How to extract gnomad exomes bgz
3
2
Entering edit mode
4.4 years ago
stanedav ▴ 50

Hello guys, I need help with processing gnomad variant data.

But I need to uncompress this bgz file into regular vcf - I need to process it locally variant by variant. Is there any way how to do it?

I tried to decompress the file with bgzip but I had this error:

bgzip --decompress gnomad.exomes.r2.0.2.sites.vcf.bgz
[bgzip] gnomad.exomes.r2.0.2.sites.vcf.bgz.tbi: unknown suffix -- ignored


Is there any way how to get plain vcf from bgz file?

0
Entering edit mode

Hello,

what kind of analysis do you like to perform?

Normaly there is no need to unzip. Most existing software for anslyising vcf can handle compressed file. If you write your own one, there is a good chance that there is a module which can handle it.

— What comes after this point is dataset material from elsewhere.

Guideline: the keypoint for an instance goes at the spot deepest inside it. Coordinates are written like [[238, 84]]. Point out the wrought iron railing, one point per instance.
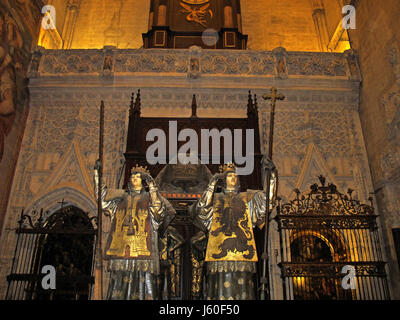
[[46, 241], [330, 247]]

One more thing you can do is to use zcat. This prints the content of a compressed file directly to stdout and you can read it in on the fly to your program.

fin swimmer

7
Entering edit mode
4.4 years ago
mv gnomad.exomes.r2.0.2.sites.vcf.bgz gnomad.exomes.r2.0.2.sites.vcf.gz

0
Entering edit mode

This does work but I'm wondering why they are given the name ending in .vcf.bgz to begin with. We shouldn't have to rename the file in order to decompress it. 'bgz' isn't a recognizable file extension and gzip/gunzip do not allow that. If it is a gzipped vcf it should really be called .vcf.gz. tar.gz is a special case where it can be shortened to 'tgz'.

0
Entering edit mode
3.7 years ago
Shicheng Guo ★ 9.2k

They are compressed bcf format. try the following one:

bcftools view gnomad.exomes.r2.0.2.sites.vcf.bgz -Ov -o gnomad.exomes.r2.0.2.sites.vcf

0
Entering edit mode
2.9 years ago
janapet • 0

0
Entering edit mode

This is virtually the same solution recommended by Pierre 18 months ago. Is there a reason this should be a separate answer?